18 August 2007

Perils of Peeping

He stared at the form. It was the same form he'd been filling out for 5 months, with only a few label changes from the previous form, which itself predated his 7 years of employment in this office. He knew this form intimately. He even dreamt about this form. His entire life seemed to be wrapped up neatly in the inviting yet limited rectangles, the attention-getting but forbidden hash marks of the 'for office use only' portion, and the large margins that made it appear independent, self-contained.

He kept staring at the form, with only a general idea of what was supposed to go into the next box. He glanced briefly at the stack of papers near the corner of his desk which gave him all the relevant information. He glanced briefly back at the half-completed form. He chose to look past the rectangles, the hash marks, and the margins, and pushed his chair over to the window instead.

There was another margin outside. The sidewalk, many floors below, teemed with life. He knew that the maintenance closets were the hash marks of his life, and his office was his rectangle, which he filled nicely in spite of recent revisions. He watched the people mill around at street level, watched the cars and busses make their way through downtown traffic, watched a falcon perch on a flagpole protruding from another building. He started to look for her.

She normally worked in the office across the street from his. He didn't know if she was young or old, pretty or homely, smart, or funny. He could only see general size, build, and colors through the semi-reflections of her windows. Yesterday she had worn a red blouse with black pants, today it was a white blouse with a tan skirt. He didn't remember seeing that particular skirt before, but for him she was just an idle distraction, so he returned to his form.

After finishing several more forms, he felt like taking a break. He looked for her, but she was not in sight. He sluggishly rose from his chair, and wandered to the break room, stopping to chat with a few friends on the way. In the break room, he purchased a cup of coffee from a machine that made bad gourmet coffee and a box of small donuts from a machine that usually sold nothing but candy. He sat down at one of the tables, and looked out the window.

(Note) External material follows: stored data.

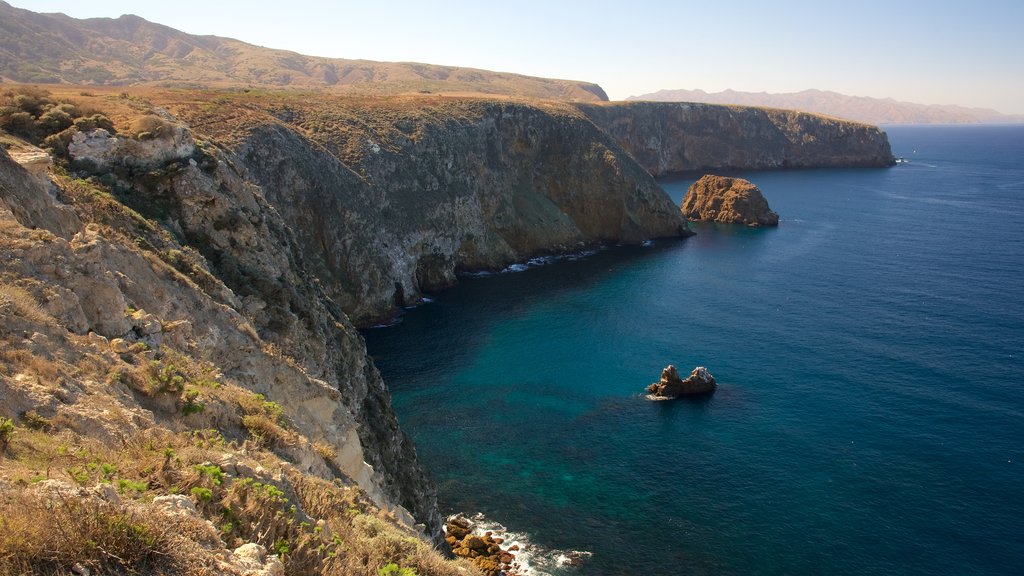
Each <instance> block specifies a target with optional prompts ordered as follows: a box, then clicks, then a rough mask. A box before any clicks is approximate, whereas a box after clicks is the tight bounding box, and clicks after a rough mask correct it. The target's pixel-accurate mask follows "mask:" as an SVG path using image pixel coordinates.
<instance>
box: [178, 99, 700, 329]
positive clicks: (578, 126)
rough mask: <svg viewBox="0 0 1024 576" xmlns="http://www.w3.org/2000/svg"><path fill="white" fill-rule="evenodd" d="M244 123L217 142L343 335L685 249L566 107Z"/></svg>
mask: <svg viewBox="0 0 1024 576" xmlns="http://www.w3.org/2000/svg"><path fill="white" fill-rule="evenodd" d="M178 110H180V111H181V112H182V115H183V116H184V117H186V118H187V117H191V115H193V114H194V112H193V111H191V109H189V108H188V107H184V106H182V107H180V108H179V109H178ZM259 112H260V113H261V114H262V115H263V116H262V118H263V121H261V122H253V124H252V125H251V127H247V128H246V129H245V130H234V131H233V132H232V133H233V134H234V142H236V143H233V145H232V147H233V149H234V152H236V155H237V157H238V158H239V159H240V162H241V164H243V165H244V166H245V167H246V168H247V169H248V172H249V173H250V174H251V175H252V177H253V178H254V180H255V181H257V182H258V183H259V184H260V186H261V187H262V190H263V191H264V194H265V195H266V197H267V198H268V200H269V201H270V202H271V203H272V204H273V205H274V206H276V207H278V209H279V210H280V211H281V213H282V214H283V215H284V217H285V219H286V220H287V221H288V222H289V223H290V224H291V225H292V227H293V228H294V229H295V230H296V232H297V235H298V238H299V240H300V242H301V243H302V244H303V246H304V248H305V250H304V252H305V254H307V256H308V258H309V261H310V264H311V266H312V268H313V270H314V271H315V274H316V276H317V277H319V278H321V280H322V281H323V284H324V286H325V287H326V289H327V290H328V292H329V293H330V294H331V296H332V297H333V298H334V299H335V300H336V301H338V302H339V303H340V304H341V305H342V306H343V307H344V310H345V312H346V313H348V315H349V316H350V317H351V318H352V320H353V321H354V322H356V323H357V324H365V323H367V322H372V321H375V320H377V319H381V318H387V317H388V316H389V315H391V314H393V313H394V312H395V311H396V310H397V307H398V306H401V305H408V304H411V303H414V302H416V301H418V299H419V298H420V296H421V294H422V292H423V291H425V290H435V289H438V288H442V287H446V286H450V285H452V284H454V283H455V282H456V274H457V273H458V272H460V271H468V270H495V269H500V268H503V266H505V265H507V264H508V263H510V262H512V261H515V260H522V259H525V258H528V257H530V256H532V255H536V254H539V253H550V252H566V251H571V250H578V249H580V248H582V247H583V246H586V245H589V244H594V243H599V242H612V243H639V242H641V241H643V240H647V239H650V238H658V237H670V236H674V237H678V236H685V235H688V234H689V231H688V229H687V228H686V224H685V220H684V219H683V218H682V217H681V216H680V215H679V213H678V209H677V208H676V207H675V206H673V204H672V201H671V199H669V197H668V196H667V195H666V194H665V193H664V191H662V190H660V188H659V187H658V186H657V183H656V182H655V181H654V180H653V178H652V177H651V176H650V174H648V173H647V172H646V171H645V170H644V169H643V168H642V167H641V166H639V165H638V164H637V163H636V162H635V161H634V160H633V159H632V158H631V157H630V156H629V155H628V154H626V153H625V152H624V151H623V149H622V148H621V147H620V146H618V145H617V143H616V142H615V141H614V140H613V139H612V138H610V137H609V136H608V135H607V134H605V133H604V132H602V131H601V130H599V129H598V128H597V127H596V126H594V124H593V123H592V122H590V121H589V120H588V119H587V118H586V117H584V116H583V115H582V114H580V113H579V112H578V111H575V110H574V109H572V108H571V107H568V106H566V105H555V104H541V105H529V104H522V102H510V101H501V100H480V99H464V98H456V99H452V98H393V99H379V100H374V101H372V102H369V101H367V100H353V99H343V100H333V101H332V102H331V104H330V107H329V108H328V107H325V106H323V105H309V104H303V105H297V104H294V102H287V101H280V102H272V104H269V105H267V104H266V102H262V104H261V105H260V108H259ZM196 118H197V119H198V120H200V121H201V120H202V118H201V117H198V116H197V117H196ZM210 128H211V130H210V131H211V132H213V133H215V134H224V128H223V127H219V126H216V125H210Z"/></svg>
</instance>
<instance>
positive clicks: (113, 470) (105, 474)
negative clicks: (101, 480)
mask: <svg viewBox="0 0 1024 576" xmlns="http://www.w3.org/2000/svg"><path fill="white" fill-rule="evenodd" d="M99 474H101V475H103V480H105V481H108V482H109V481H110V480H111V479H112V478H114V475H116V474H118V467H117V466H116V465H114V464H111V463H106V462H103V463H101V464H99Z"/></svg>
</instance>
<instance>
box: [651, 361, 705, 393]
mask: <svg viewBox="0 0 1024 576" xmlns="http://www.w3.org/2000/svg"><path fill="white" fill-rule="evenodd" d="M716 386H717V383H716V381H715V377H714V376H712V375H711V372H709V371H708V369H707V368H705V367H703V366H697V367H696V368H694V369H693V372H690V375H689V376H687V377H686V379H685V380H683V379H681V378H680V377H679V372H678V371H677V370H676V367H675V366H673V365H671V364H670V365H669V366H667V367H666V368H665V370H662V380H660V381H658V382H654V383H652V384H650V385H649V386H647V398H648V399H650V400H667V399H670V398H678V397H680V396H695V395H701V394H711V393H713V392H715V387H716Z"/></svg>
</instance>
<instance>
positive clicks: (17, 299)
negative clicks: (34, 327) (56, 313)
mask: <svg viewBox="0 0 1024 576" xmlns="http://www.w3.org/2000/svg"><path fill="white" fill-rule="evenodd" d="M8 314H10V315H15V316H20V317H22V318H25V319H27V320H29V321H32V322H38V323H40V324H48V323H52V322H53V318H52V317H51V316H50V315H48V314H46V312H45V311H43V308H42V306H40V305H39V301H38V300H36V297H35V296H33V295H32V294H31V293H30V292H29V291H28V290H26V289H25V288H22V287H19V286H15V285H13V284H8V283H0V318H2V317H3V316H6V315H8Z"/></svg>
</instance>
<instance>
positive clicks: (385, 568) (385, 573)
mask: <svg viewBox="0 0 1024 576" xmlns="http://www.w3.org/2000/svg"><path fill="white" fill-rule="evenodd" d="M377 574H378V576H416V570H415V569H413V568H401V567H400V566H398V565H397V564H395V563H393V562H389V563H387V564H386V565H385V566H382V567H381V568H378V569H377Z"/></svg>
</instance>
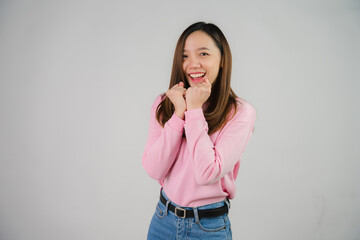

From here, he could see into what appeared to be a conference room. There were five people in the room, and she was one of them. They appeared to be moving the chairs towards the door. Suddenly, all five backed away from the door, scrambling over the table in the middle of the room. He stood up and walked over to the window to get a closer look.

There was, in the room across the street, a pile of chairs in front of the door. He could see the pile shaking, and the people appeared to be going hysterical. After a few seconds, light began to come through the door, as if holes were being knocked in it. As he stood and watched, the door disintegrated, and what appeared to be giant chickens began ripping the chairs apart. They only sort of looked like giant chickens. They appeared to be the size of a man in a reddish brown chicken suit, and they appeared to be hopping like he'd seen pigeons do in the local parks and plazas.

He continued to watch as the chickens circled the large table, as more flowed into the room behind them. He started to count them briefly, but stopped when their incessant jumping made that task impossible. Two of the five people had gotten back on the table, surrounded by the chickens. The other three appeared to be in a pile on the ground, being pecked at.

One of the chickens at the pile stopped pecking and leaped onto the table. The two people on the table, startled either by it's movement or the human foot sticking from it's mouth, ran for the door. He couldn't see what happened to them clearly, but he was pretty sure they didn't make it.

"Am I interrupting something?"

He turned around. One of the new guys from marketing had come into the room, and was standing in the doorway, holding the door open. "Excuse me?" he asked, knowing what had already been said but stalling for a few moments to refocus his attention. He could see the marketing guy start to speak again, but all he could hear was the clucking noise coming from down the hallway.

Goe, needs to thank somebody.


Rachmeg said...

I remember a story like this from long ago - was it always giant chickens?

Rach - Still missing a Tuesday.

Goemagog said...

they were always chickens.

Goe, cause science made stupid already used saber-toothed ducks.